How would you recommend I change the grammar so that I don't have that ambiguity?

Well, the compiler's behavior implies that instead of

CallExpression :
   Expression LPAREN CallParams? RPAREN

You need something like:

CallExpression :
   GroupedExpression LPAREN CallParams? RPAREN
 | PathExpression LPAREN CallParams? RPAREN

I don't know if this is sufficient to fix the ambiguity or not in practice. AFAIK, the Rust parser is hand-written, so it may have some manual ambiguity resolution or be outright non-context-free in places.

2 Likes

Thanks this did fix the problem for the LPAREN in my case. Now I only have the MINUS problem which it thought was the same but definitely is not. For this one I am sure it should be the second one, but can't figure out how to fix it.

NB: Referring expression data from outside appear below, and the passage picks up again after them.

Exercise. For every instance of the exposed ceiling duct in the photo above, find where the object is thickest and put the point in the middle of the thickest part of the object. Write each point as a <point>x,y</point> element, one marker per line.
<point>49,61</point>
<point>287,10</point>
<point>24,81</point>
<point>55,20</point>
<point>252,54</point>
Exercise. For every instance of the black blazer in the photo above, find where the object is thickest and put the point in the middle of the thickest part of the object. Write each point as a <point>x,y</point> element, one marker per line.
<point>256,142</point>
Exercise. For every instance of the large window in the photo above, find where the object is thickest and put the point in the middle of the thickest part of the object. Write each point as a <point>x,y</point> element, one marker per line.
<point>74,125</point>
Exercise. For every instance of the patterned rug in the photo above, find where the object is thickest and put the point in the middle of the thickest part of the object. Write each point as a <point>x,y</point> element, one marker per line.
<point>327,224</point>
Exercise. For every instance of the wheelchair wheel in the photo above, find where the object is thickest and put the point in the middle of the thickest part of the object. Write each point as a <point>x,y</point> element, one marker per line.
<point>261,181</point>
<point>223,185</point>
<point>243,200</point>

Example: expressionWithBlock • MINUS expression
  First reduce derivation
    statements
    ↳ 30: statement_plus                          expressionWithoutBlock
          ↳ 32: statement                         ↳ 49: operatorExpression
                ↳ 36: expressionStatement               ↳ 67: negationExpression
                      ↳ 43: expressionWithBlock •             ↳ 73: MINUS expression
  Second reduce derivation
    statements
    ↳ 31: expressionWithoutBlock
          ↳ 49: operatorExpression
                ↳ 68: arithmeticOrLogicalExpression
                      ↳ 76: expression                  MINUS expression
                            ↳ 46: expressionWithBlock •

I don't really have an idea how to fix that one, but rustc seems to choke on it as well. It corresponds to something like this:

fn f(x: bool)->i32 {
    if x { 5 } else { 10 } - 3
}

Which fails with E0308: mismatched types of all things. Since type analysis happens well after parsing, I can only assume that there's some special case in the parser to "handle" this by kicking the problem farther down the line.

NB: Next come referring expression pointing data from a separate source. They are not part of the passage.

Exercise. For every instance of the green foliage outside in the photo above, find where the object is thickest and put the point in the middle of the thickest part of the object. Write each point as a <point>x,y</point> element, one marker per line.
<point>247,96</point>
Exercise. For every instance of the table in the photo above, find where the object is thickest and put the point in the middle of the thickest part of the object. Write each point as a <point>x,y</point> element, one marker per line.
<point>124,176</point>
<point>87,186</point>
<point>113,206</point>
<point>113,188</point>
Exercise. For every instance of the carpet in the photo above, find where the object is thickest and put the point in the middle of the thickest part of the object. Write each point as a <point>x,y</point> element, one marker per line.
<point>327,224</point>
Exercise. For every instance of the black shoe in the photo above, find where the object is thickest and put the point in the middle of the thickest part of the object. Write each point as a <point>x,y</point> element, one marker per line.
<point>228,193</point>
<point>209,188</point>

From a user's perspective, that code could be intended to behave in either of two different ways:

  1. Discard the result value of the if and return a constant -3:

    fn f(x: bool)->i32 {
        if x { 5 } else { 10 };
        - 3
    }
    
  2. Subtract 3 from the result value of the if:

    fn f(x: bool)->i32 {
        (if x { 5 } else { 10 }) - 3
    }
    

Edit: I filed a GitHub issue to hopefully improve the diagnostic output for this case.

2 Likes

This ambiguity is documented in the reference:

An expression that consists of only a block expression or control flow expression, if used in a context where a statement is permitted, can omit the trailing semicolon. This can cause an ambiguity between it being parsed as a standalone statement and as a part of another expression; in this case, it is parsed as a statement.

It's somewhat weird that this is allowed:

fn g(x: i32) {}

fn f(x: bool) {
    g(if x { 5 } else { 10 } - 3)
}

So fixing the grammar to remove the ambiguity is not as simple as I initially thought because whether this is allowed depends on the surrounding context of an expression.

1 Like

It's just a type error because it parses correctly, for instance this is valid code:

fn f(x: bool)->i32 {
    if x { () } else { () } - 3
}

The rule is that an expression statement that doesn't end with a semicolon must have type ().

In this case, the statement is not permitted, since function argument must be a single expression. So there's no ambiguity - if is resolved to be the part of that expression.

Yes indeed. What I meant when I said it's "somewhat weird" is that it makes the grammar context-dependent.

But it is still possible to resolve the ambiguity in a context-free way in the grammar. One would have to split Expression into two things: ExpressionWhereStatementIsPermitted and ExpressionWhereStatementIsNotPermitted.

1 Like

This technically is permitted since an if expression boils down to an expression. Which then is expression - 3 which is a possible operator expression.